When do you realize that the marriage is over? What are the signs and are they clear to you? Along the way, with the best of intentions, you decide there are things with which you can live. You tell yourself, “Nobody is perfect.” You then turn your focus to the children. They will help to fill the void in your heart, helping you to mask and defer your attention from your pain. At least for now.

Early Forecast – The Signs

It’s easier to look back after a marriage has ended and seen the red flags or tell-tell signs of a perfect storm. While in the marriage, it’s not so clear. You married for life, and you expected there would be some hard times. If abuse, neglect or betrayal occurs in the marriage, one can oddly begin to normalize the behavior. You hope it will end, or things will get better. A gradual tearing away at the marriage and your self-image begins. You tell yourself, “I will just focus on the children.”

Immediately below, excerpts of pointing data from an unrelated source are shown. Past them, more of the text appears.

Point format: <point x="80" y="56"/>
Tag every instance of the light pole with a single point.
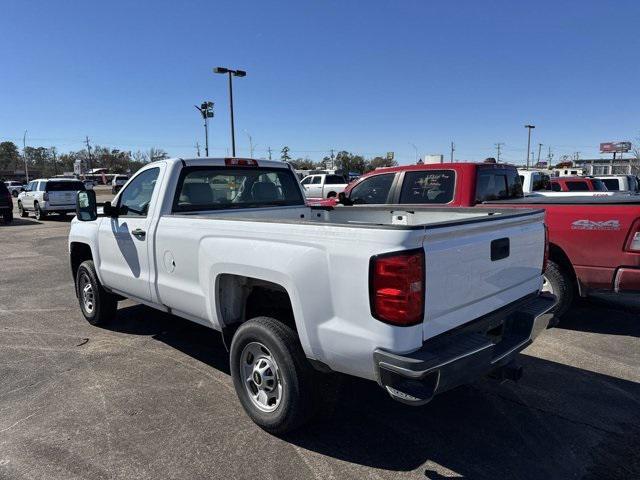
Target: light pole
<point x="236" y="73"/>
<point x="530" y="127"/>
<point x="206" y="110"/>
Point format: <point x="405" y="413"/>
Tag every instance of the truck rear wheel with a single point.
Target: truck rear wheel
<point x="97" y="305"/>
<point x="271" y="375"/>
<point x="559" y="282"/>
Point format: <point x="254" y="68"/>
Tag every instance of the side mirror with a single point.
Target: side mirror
<point x="86" y="207"/>
<point x="344" y="200"/>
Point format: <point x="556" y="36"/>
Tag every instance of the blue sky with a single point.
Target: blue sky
<point x="365" y="76"/>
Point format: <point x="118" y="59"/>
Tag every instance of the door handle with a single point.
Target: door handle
<point x="138" y="232"/>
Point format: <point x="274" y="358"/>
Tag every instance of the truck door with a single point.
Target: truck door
<point x="314" y="189"/>
<point x="123" y="241"/>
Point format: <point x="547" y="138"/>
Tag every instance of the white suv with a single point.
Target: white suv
<point x="44" y="196"/>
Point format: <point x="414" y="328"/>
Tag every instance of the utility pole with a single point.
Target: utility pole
<point x="539" y="149"/>
<point x="529" y="127"/>
<point x="250" y="143"/>
<point x="89" y="153"/>
<point x="498" y="148"/>
<point x="206" y="110"/>
<point x="235" y="73"/>
<point x="24" y="155"/>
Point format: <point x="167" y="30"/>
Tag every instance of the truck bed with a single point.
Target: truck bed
<point x="399" y="217"/>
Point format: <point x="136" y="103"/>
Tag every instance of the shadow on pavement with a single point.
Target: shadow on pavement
<point x="602" y="316"/>
<point x="558" y="422"/>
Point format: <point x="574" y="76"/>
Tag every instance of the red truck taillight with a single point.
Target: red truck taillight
<point x="396" y="287"/>
<point x="633" y="241"/>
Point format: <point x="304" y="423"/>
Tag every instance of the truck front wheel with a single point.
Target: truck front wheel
<point x="559" y="282"/>
<point x="97" y="305"/>
<point x="271" y="375"/>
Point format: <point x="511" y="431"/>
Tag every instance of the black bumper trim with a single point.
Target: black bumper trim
<point x="464" y="354"/>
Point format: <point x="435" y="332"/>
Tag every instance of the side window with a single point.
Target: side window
<point x="577" y="186"/>
<point x="372" y="190"/>
<point x="334" y="180"/>
<point x="134" y="200"/>
<point x="428" y="186"/>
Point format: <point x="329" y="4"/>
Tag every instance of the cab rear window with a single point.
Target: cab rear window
<point x="428" y="186"/>
<point x="55" y="186"/>
<point x="212" y="188"/>
<point x="496" y="184"/>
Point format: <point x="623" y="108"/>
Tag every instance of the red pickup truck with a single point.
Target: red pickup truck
<point x="594" y="242"/>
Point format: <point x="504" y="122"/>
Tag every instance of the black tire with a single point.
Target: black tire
<point x="23" y="212"/>
<point x="104" y="304"/>
<point x="296" y="376"/>
<point x="562" y="285"/>
<point x="40" y="215"/>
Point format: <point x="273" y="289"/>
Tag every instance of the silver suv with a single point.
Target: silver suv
<point x="53" y="195"/>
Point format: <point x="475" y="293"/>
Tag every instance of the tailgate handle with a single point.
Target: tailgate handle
<point x="499" y="249"/>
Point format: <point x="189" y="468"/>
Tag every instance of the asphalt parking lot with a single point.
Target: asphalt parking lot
<point x="150" y="396"/>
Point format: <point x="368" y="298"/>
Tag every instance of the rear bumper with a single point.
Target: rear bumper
<point x="464" y="354"/>
<point x="627" y="280"/>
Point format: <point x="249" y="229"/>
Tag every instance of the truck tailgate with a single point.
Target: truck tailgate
<point x="474" y="269"/>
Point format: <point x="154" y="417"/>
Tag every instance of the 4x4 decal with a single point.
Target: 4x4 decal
<point x="593" y="225"/>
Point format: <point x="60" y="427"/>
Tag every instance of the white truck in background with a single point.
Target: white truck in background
<point x="419" y="300"/>
<point x="323" y="185"/>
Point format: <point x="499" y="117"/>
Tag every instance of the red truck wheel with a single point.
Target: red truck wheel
<point x="559" y="282"/>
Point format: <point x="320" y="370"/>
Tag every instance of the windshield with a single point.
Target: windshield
<point x="55" y="186"/>
<point x="210" y="188"/>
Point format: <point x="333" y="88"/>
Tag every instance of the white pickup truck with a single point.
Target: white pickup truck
<point x="323" y="185"/>
<point x="419" y="300"/>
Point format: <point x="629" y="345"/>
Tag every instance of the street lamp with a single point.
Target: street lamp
<point x="530" y="127"/>
<point x="235" y="73"/>
<point x="206" y="110"/>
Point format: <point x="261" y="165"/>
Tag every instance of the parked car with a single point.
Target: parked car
<point x="298" y="292"/>
<point x="118" y="182"/>
<point x="14" y="187"/>
<point x="6" y="204"/>
<point x="323" y="185"/>
<point x="49" y="195"/>
<point x="594" y="242"/>
<point x="620" y="183"/>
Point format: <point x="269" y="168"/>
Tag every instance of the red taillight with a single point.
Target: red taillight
<point x="240" y="162"/>
<point x="546" y="249"/>
<point x="397" y="288"/>
<point x="633" y="240"/>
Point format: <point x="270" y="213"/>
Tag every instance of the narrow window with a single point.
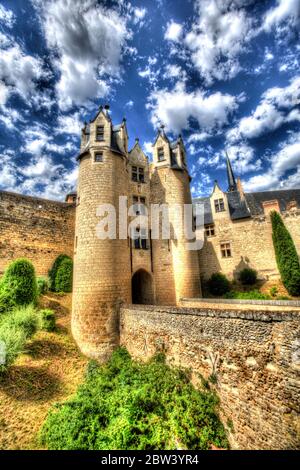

Cloudy With a Chance of Rain

Suffering abuse, neglect or betrayal in a marriage is living in a constant state of disrespect. If it goes on for years, its effect can be devastating. When subjected to continual contempt and disdain, self-esteem plummets. In your subconscious mind, you begin to believe you don’t deserve respect and continue to tolerate the behavior. If there is any ego strength left at all, you may rise and cry out for respect from time to time. It often goes unanswered and eventually you give up. Again, you remind yourself, “I will just focus on the children.”

Temperatures Below Freezing

The children are now growing up and will soon leave the nest. This awareness can be very unsettling. How will I cope in this marriage when the children have gone? Do I even love my partner anymore? Sexual intimacy, if at all, has become a very detached experience, devoid of emotional connection. You are going through the motions of your life every day, numb. Then comes another instance of abuse – that old, familiar injury. Even for the continually disrespected, there comes a time when enough is enough. You say to yourself, “I will no longer just focus on the children.”

Death of a Marriage

I’ve had the experience of knowing many people who reprimand themselves for not seeing the signs earlier, or for not taking action to leave the marriage sooner than they did. Once the survivor of abuse gains clarity, there is a deep sense of shame and regret for allowing themselves to be treated that way for so long. Their self-esteem is low, but their intuition is speaking more loudly, You deserve better than this. You now begin to focus on yourself.

Brave Hearts. Honor your courage. Honor Your Knowing.